Also, we could just look at and contemplate the sheer insanity of these:

“The only remaining answer is “to support the theme/fantasy” – to make it feel like that scene from Starship Troopers. Obviously, this is not a game design motivation, so it can’t be used to defend asymmetry’s role in ideal game design.”

" I suppose I could see it happening a bit for a player in two games that are similar, like if they went from Street Fighter to Super Smash Brothers or something, but hopefully going forward, fewer games will be so similar to each other."

Oh, sweet, so I guess we’re both looking at this more or less the same way.

He’s on to some things.

Doesn’t back them up very well, sometimes appealing directly to emotion to get his point across.

Glad I didn’t give up and kept responding, LOL. I mostly enjoyed the way you approached this discussion.

Reminds me of a quote that Sirlin added in his book by Bill Hartston on Dr. Emmanuel Lasker.

“For Lasker understood better than anyone that the true nature of the struggle in chess was not an objective search for the truth, but a psychological battle against both oneself and the opponent in conditions of extreme uncertainty.”

Okay here’s my simplified interpretation of his article

If we compare fighting games/rts to a symmetrical board game

The author interprets

Race/Characters = Pieces with differences

If I’m getting what he’s saying.

While I interpret

Race/Characters selection = Your first move

Like Chess has counters for particular openings, fighting games/RTS have counterpicks for characters.

I think one of the first steps to “Ideal game design” is stop comparing video games to board games, they’re not the same.

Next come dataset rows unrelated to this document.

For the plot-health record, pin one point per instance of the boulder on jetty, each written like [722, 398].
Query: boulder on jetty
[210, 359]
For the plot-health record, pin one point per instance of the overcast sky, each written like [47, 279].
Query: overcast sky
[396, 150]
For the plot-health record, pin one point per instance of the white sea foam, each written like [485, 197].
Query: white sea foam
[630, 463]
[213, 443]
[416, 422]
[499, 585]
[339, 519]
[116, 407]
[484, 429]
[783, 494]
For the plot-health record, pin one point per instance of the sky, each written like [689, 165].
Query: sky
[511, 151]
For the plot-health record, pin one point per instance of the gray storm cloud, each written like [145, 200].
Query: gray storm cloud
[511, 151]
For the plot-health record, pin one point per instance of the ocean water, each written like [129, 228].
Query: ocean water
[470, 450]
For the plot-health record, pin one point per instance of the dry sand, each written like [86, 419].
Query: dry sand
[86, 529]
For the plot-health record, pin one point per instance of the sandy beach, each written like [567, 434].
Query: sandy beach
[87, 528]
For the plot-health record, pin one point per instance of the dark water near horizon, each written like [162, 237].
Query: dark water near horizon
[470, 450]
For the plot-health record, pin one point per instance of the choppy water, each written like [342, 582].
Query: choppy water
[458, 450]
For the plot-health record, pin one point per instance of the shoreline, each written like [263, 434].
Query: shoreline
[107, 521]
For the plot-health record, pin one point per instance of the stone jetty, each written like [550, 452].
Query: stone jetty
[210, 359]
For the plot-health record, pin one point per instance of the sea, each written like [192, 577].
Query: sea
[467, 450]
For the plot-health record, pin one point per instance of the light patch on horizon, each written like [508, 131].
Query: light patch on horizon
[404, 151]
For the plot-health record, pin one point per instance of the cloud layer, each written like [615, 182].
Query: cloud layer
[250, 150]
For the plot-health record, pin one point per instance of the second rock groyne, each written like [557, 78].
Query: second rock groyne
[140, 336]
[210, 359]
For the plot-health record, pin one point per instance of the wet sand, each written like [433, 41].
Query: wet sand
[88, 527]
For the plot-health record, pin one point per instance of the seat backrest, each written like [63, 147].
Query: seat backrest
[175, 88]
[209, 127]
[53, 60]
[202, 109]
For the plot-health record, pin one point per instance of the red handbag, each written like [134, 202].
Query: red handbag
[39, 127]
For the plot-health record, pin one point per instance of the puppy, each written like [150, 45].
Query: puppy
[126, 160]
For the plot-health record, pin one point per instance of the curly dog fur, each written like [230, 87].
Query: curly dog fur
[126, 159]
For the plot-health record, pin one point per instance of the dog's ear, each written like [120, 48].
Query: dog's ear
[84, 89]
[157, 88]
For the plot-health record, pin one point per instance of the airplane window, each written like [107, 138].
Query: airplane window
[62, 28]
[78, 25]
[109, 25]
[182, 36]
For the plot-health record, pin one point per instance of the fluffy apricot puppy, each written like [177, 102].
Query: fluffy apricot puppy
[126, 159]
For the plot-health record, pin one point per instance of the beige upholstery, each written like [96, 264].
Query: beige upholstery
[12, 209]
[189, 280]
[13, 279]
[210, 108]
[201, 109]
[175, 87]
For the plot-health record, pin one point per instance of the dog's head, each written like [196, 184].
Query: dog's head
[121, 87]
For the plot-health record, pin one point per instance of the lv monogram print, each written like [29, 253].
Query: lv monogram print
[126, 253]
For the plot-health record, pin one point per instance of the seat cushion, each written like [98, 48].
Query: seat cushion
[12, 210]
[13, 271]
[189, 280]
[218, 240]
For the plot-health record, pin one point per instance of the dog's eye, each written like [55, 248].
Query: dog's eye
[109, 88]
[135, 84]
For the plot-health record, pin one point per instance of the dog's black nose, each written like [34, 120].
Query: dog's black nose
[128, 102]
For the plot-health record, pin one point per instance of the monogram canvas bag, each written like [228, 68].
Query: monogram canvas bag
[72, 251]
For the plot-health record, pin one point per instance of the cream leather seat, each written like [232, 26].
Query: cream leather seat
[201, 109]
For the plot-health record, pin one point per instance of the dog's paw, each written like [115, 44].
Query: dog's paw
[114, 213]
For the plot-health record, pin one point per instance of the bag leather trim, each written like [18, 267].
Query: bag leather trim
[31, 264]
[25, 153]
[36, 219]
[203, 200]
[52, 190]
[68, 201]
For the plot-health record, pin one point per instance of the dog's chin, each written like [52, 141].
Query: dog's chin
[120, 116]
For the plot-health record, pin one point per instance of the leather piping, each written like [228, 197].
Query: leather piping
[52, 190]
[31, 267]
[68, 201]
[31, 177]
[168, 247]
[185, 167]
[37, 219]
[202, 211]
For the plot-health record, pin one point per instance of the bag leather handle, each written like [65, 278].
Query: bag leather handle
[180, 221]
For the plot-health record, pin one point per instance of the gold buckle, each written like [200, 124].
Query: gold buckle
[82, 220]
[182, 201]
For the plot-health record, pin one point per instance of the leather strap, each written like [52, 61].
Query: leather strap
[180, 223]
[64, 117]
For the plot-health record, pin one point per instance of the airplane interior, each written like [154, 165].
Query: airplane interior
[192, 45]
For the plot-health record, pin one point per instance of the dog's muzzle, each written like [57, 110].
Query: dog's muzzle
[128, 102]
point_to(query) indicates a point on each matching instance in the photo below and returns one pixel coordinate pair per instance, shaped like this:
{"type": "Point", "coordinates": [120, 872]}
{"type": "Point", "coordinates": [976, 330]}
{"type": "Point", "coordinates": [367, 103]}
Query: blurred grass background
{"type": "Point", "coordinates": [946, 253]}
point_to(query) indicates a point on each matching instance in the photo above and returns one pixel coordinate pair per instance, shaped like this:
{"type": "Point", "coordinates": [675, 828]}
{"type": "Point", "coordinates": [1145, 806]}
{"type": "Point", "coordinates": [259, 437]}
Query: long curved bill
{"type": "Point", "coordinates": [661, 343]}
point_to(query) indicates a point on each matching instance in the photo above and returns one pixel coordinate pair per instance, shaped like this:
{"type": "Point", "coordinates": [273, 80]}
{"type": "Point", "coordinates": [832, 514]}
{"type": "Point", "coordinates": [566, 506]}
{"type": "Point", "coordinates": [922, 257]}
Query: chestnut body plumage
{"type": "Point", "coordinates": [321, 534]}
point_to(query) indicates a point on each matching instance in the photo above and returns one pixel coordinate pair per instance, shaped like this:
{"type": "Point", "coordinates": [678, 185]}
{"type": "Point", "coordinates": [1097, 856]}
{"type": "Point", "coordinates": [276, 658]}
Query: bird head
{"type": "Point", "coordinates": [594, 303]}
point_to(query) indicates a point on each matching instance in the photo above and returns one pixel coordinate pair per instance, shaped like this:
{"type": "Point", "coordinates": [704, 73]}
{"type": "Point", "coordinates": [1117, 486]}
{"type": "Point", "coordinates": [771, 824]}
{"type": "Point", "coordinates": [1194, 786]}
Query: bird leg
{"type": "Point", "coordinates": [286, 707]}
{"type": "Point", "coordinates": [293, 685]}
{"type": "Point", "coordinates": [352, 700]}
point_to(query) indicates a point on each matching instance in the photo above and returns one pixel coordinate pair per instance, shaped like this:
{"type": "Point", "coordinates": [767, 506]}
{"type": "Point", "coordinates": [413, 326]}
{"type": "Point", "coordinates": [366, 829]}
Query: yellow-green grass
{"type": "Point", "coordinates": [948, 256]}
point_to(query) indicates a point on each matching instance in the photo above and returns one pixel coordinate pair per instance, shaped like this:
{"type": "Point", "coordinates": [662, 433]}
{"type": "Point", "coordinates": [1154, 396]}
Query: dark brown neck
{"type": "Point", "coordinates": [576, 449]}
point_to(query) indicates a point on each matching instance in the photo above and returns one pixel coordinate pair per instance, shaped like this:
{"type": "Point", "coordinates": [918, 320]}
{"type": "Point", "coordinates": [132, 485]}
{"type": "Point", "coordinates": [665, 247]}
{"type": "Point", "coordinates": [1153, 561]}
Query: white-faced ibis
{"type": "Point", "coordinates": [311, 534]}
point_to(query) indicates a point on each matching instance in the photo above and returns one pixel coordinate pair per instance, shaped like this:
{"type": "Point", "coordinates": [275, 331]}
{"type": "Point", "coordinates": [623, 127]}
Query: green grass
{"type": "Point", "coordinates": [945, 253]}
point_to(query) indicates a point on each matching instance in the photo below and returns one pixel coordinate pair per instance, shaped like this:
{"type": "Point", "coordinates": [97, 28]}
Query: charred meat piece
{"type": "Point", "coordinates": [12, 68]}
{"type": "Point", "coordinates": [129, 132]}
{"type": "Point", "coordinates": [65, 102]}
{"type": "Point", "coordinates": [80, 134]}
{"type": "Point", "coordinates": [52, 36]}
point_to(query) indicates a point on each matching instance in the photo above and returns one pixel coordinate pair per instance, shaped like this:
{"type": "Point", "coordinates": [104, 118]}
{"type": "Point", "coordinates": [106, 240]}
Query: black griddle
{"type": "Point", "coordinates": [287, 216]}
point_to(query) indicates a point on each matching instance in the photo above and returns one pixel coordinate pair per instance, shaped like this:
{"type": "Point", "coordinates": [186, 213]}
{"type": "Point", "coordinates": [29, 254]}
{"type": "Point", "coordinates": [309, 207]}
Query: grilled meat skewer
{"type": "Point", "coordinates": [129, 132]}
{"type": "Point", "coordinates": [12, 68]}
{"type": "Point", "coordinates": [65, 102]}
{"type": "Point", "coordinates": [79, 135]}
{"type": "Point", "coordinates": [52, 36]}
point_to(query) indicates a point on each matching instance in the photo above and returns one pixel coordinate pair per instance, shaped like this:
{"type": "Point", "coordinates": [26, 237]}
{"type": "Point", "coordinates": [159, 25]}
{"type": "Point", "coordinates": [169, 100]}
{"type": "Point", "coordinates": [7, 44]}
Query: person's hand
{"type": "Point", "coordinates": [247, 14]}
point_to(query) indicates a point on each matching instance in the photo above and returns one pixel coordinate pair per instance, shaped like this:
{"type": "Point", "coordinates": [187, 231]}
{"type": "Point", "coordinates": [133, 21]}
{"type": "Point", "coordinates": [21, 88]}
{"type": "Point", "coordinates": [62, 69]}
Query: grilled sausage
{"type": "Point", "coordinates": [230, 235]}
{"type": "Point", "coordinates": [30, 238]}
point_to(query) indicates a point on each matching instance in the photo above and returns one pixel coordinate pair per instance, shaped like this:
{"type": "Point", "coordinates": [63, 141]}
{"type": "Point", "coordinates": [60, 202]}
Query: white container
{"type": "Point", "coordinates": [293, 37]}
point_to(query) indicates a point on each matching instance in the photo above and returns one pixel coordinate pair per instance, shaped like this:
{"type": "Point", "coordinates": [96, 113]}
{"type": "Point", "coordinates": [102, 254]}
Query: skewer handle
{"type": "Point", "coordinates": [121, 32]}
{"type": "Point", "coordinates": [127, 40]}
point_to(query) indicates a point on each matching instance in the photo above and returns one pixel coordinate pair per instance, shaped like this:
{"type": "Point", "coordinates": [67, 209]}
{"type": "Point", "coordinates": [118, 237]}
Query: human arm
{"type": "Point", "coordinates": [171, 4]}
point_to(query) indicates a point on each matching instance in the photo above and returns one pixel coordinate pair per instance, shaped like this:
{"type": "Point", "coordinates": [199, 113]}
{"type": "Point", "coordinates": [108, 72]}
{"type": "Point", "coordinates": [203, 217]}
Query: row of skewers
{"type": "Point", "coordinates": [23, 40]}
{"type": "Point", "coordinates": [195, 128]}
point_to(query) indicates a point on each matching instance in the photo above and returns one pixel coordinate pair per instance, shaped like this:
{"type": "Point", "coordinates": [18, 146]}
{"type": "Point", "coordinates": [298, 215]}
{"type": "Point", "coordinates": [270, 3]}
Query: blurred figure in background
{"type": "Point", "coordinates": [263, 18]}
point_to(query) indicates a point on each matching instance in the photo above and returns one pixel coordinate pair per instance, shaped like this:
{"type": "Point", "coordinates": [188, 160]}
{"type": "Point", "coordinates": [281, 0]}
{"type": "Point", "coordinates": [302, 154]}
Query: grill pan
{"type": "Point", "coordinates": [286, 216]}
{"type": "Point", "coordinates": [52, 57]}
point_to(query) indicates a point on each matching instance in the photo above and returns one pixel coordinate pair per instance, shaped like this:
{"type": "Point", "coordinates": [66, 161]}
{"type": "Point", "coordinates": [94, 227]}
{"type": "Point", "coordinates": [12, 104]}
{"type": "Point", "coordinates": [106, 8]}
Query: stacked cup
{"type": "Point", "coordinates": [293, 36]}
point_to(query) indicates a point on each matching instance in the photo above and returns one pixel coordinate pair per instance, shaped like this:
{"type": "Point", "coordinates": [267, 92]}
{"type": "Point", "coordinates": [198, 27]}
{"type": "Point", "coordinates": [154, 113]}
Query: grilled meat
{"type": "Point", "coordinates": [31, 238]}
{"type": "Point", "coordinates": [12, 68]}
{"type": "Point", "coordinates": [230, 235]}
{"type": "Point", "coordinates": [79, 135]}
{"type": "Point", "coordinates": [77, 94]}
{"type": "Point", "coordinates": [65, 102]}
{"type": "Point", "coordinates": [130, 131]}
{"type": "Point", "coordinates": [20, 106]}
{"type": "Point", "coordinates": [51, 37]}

How would a symmetrical game evolve in a fighting game without a character select screen anyway?

You get hit in the thigh and can’t sweep anymore?

Mortal Kombat II could work as a symmetrical game. Both players would just start as Shang Tsung.

I don’t play Ryu very well. A fighting game in which Ryu is the only selectable character would see my win rate drop off. People who are naturally good at playing Ryu would be given an advantage and people who are naturally amazing at playing Dudley (such as myself) would be disadvantaged.

Besides. Fighting games are already symmetrical. You can choose any of the 500+ (conservative estimate) available characters in SSF4 AE 2012, same as your opponent. That’s what blind picks are for.

Picking a character is a conscious gameplay decision. You’re thinking “Even though this matchup is officially bad, I’m actually going to counter pick with this low tier character because they have a tool that specifically exploits my opponent’s one bad habit.”

The character select screen is a game in itself. It is poker.

No its no like poker its like fighting games arrrg lol.